Rojava’daKürtler'in Demokratik Özerklik kazanımlarını sabote etmek ve Kürtler'in bütün Ortadoğu halklarına örnek teşkil edecek yeni yönetim biçiminin zeminini ortadan kaldırmak isteyen AKP hükumeti, ÖSO adı altında binlerce paralı militandan oluşan ve kendisinin finanse ettigi çetelerine başta Serekaniye olmak üzere birçok yerde ağır silahlarla Kürt halkına karşı saldırılar düzenletiyor. Ancak bugün Serekaniye'de olanları hiçbir onurlu Kürt kabul etmez. Dün açlık grevleri ya da Paris suikastlerinin ardından halkımız nasıl Şemzinan'da, Gewer'de, Silopya'da, Cizir'de, Nuseybin'de sokak sokak direndiyse, meydanları sabahlara kadar terk etmediyse, şimdi de Rojava için sokaklara dökülmelidir. Nitekim geçen Cumartesi Nuseybin'de yapılan Rojava ile dayanışma mitingine katılım yoğun olmuş, Kürtler artık Kürdistan'ın her parçasındaki gelişmeleri eşit ölçüde önemseyip ortak mücadelenin gereğine işaret etmiştir.

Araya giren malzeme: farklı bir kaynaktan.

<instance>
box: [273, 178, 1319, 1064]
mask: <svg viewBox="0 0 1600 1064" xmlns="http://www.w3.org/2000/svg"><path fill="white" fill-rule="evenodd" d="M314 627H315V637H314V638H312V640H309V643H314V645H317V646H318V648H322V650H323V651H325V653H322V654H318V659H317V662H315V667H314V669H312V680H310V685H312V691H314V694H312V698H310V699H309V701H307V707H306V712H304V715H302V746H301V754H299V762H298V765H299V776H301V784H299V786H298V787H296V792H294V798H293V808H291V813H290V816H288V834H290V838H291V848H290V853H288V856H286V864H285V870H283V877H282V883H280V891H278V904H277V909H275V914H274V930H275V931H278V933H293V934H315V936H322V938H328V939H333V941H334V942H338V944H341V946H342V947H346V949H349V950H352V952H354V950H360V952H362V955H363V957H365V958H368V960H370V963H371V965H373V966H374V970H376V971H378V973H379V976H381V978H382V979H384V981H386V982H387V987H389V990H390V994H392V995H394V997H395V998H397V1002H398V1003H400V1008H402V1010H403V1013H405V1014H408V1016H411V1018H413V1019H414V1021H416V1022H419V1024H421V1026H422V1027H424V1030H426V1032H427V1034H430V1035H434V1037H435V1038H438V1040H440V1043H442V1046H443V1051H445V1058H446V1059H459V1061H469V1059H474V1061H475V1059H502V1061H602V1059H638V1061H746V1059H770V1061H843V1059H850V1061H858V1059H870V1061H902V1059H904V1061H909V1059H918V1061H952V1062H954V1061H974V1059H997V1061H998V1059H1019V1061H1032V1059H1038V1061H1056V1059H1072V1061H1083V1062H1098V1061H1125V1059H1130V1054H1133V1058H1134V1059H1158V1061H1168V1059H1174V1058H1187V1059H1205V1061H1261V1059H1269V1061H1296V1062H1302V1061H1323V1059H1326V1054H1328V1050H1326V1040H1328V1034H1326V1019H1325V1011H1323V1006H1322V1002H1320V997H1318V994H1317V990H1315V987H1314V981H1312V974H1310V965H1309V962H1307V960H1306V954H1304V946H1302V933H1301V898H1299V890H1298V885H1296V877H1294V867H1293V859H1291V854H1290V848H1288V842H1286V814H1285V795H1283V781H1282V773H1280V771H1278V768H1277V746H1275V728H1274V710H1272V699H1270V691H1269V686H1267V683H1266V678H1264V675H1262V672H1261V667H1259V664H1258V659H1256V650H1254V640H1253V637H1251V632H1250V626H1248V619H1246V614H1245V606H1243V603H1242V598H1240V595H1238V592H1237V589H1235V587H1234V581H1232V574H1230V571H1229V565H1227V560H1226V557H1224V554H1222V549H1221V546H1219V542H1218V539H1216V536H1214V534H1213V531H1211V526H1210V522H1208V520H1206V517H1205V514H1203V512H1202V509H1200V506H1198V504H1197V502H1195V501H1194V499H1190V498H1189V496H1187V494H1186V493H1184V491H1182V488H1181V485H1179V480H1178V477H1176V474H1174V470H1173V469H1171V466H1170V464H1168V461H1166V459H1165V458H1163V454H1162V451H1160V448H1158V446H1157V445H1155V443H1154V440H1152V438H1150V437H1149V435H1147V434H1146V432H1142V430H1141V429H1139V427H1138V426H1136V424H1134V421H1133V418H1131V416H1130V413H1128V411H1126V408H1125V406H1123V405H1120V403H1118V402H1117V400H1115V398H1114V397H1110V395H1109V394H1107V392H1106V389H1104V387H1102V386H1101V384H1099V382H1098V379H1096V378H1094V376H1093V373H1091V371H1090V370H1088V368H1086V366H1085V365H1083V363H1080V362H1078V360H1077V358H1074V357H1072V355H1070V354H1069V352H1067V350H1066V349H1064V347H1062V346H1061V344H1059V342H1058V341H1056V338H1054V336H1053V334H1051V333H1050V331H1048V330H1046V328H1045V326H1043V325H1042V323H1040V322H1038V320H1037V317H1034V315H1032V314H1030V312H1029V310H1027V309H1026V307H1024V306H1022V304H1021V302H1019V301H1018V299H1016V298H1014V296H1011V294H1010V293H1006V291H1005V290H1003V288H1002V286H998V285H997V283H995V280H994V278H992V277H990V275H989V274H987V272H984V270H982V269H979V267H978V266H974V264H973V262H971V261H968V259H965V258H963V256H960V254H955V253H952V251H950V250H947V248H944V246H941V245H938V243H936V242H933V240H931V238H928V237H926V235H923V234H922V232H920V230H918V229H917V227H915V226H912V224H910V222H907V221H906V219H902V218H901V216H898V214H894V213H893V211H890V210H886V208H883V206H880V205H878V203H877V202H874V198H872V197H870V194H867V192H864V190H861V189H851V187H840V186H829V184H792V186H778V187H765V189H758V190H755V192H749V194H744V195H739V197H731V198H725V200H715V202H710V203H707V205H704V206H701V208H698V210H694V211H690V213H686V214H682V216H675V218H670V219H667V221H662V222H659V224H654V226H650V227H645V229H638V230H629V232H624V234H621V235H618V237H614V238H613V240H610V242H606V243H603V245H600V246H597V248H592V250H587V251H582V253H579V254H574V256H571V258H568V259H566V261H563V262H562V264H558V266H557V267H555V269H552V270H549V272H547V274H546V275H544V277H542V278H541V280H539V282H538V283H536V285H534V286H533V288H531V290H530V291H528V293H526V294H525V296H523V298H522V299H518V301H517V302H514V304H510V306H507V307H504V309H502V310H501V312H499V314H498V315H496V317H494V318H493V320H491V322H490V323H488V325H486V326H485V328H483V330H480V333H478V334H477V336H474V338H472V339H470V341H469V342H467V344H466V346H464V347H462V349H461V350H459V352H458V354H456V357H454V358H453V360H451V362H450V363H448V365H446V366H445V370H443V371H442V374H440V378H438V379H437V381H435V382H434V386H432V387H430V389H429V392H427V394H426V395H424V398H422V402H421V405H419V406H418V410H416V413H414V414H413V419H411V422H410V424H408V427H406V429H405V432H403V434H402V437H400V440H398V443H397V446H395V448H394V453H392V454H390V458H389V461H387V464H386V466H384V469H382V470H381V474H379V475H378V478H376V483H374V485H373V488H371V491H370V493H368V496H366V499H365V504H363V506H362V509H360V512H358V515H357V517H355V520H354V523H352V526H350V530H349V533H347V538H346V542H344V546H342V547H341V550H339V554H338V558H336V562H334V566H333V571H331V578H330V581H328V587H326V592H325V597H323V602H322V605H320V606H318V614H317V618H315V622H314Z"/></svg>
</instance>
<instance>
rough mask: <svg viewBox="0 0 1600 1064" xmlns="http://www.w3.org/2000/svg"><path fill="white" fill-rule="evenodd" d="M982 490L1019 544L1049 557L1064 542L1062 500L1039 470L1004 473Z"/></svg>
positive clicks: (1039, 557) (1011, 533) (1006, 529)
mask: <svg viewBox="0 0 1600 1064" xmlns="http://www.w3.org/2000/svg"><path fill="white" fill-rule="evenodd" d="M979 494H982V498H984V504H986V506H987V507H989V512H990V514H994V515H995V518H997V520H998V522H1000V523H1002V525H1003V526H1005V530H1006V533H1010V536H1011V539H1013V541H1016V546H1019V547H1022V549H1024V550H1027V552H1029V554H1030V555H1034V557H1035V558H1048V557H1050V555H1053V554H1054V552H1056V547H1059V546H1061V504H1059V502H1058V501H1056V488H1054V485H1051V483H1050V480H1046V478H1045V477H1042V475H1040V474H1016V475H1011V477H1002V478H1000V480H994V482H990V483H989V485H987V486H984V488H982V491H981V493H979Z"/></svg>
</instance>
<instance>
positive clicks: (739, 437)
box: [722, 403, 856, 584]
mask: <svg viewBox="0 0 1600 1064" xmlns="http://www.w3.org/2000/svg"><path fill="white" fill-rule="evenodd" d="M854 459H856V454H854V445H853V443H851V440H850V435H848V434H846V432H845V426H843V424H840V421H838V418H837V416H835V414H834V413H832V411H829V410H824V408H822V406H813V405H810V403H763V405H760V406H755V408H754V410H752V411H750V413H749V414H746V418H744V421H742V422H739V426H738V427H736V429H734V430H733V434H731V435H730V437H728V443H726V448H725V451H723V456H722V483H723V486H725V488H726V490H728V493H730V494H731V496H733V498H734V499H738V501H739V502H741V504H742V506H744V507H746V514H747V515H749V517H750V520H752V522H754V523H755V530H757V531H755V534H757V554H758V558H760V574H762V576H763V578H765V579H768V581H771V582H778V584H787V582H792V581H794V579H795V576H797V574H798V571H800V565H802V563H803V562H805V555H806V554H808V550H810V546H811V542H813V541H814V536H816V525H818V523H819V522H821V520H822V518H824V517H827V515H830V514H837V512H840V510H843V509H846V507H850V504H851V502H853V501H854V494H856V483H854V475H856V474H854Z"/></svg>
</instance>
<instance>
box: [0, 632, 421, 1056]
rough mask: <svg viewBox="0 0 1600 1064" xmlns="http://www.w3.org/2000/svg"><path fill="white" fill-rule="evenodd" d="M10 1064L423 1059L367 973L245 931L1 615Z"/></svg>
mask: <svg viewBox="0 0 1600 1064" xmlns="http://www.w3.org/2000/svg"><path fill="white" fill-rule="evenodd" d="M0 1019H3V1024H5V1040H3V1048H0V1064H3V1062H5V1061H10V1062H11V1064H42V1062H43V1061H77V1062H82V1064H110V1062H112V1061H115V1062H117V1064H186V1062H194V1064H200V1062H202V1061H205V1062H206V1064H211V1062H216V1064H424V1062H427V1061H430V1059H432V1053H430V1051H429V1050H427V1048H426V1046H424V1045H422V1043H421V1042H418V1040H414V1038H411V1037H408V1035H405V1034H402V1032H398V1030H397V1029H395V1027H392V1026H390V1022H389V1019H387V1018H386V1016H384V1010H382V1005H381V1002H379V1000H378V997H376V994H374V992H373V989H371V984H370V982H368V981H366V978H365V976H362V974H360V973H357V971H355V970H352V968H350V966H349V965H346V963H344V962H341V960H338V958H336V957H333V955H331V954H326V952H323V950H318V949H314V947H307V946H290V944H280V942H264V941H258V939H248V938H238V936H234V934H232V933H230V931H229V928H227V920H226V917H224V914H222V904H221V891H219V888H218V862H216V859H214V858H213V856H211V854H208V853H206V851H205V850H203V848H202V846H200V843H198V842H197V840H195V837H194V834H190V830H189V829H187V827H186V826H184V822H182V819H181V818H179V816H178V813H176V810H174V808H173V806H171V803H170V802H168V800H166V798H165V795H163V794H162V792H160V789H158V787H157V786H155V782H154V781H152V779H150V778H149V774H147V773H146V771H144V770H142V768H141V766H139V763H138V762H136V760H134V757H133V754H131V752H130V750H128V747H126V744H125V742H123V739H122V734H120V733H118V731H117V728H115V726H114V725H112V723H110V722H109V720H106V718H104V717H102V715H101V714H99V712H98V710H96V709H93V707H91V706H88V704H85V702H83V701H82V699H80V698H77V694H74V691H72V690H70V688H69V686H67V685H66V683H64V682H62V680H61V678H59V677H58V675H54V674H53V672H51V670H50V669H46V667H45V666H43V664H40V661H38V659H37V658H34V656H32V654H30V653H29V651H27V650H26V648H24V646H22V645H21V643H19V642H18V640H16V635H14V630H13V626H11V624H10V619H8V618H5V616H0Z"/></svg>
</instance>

Ben yıllardır sabah sporu yapan biriyim. İki Rizeli arkadaşla, her sabah 06.30'da buluşup birlikte spor yaparım. Bunlardan biri dil bilen bir Laz, diğeri ise bir Türk'tür. Türk arkadaşım Mustafa, "Biliyor musun İshak, ABD’nin bir dönem Sovyetler'e karşı kullandığı on bin militanı, Türkiye'nin lojistik barınma ve silah desteği ile başta Kürtler ve bunun yanı sıra Esad güçleri ile çatışmak için gelmiş" dedi. Yani AKP hükümetinin Ortadoğu'daki kışkırtıcı savaş politikası artık Türk halkının da bir kısmını rahatsız ediyor. Ancak ÖSO çetelerinin Rojava ve Suriye'nin diğer kentlerinde yaptıkları ve Türkiye'nin lojistik desteğine ilişkin haberler sadece Kürt medyasında yer alıyor.
Türkiye’nin Suriye politikası Kürt halkının demokratik kazanımlarını durdurmak üzerine kurulmuştur ve Türkiye'nin stratejisi Rojava'yı işgal etmektir. Yalnız AKP hükümetinin anlamadığı bir şey var. Oradaki oluşum salt PYD göçlerinden ibaret değil. Kürt yüksek konseyine bağlı onlarca partinin bir çatı altında topladığı 'halk savunma güçleri'dir orada direnen ve halkları için savaşanlar. Ve halkın bağrından çıkan bu öz savunma güçleri Suriye ordusuna benzemez.
Şunu da söylemeden geçemeyeceğim: Türkiye Cumhuriyeti biraz aklını kullanırsa, İmralı ile başlatılan müzakere ve barış sürecini destekleyecek yönde politikalar üretir. RojavaKürtleri'nin kazanımlarına destek vererek iyi sınır komşuluğu ilişkileri geliştirir. Ancak o zaman barış sureci anlam kazanacaktır. Rojava'daki Kürt statüsünü ortadan kaldırmaya çalışırken, Türkiye'de yürütülen müzakerenin samimiyeti konusunda hükümet Kürtler'i ikna etmekte zorlanır..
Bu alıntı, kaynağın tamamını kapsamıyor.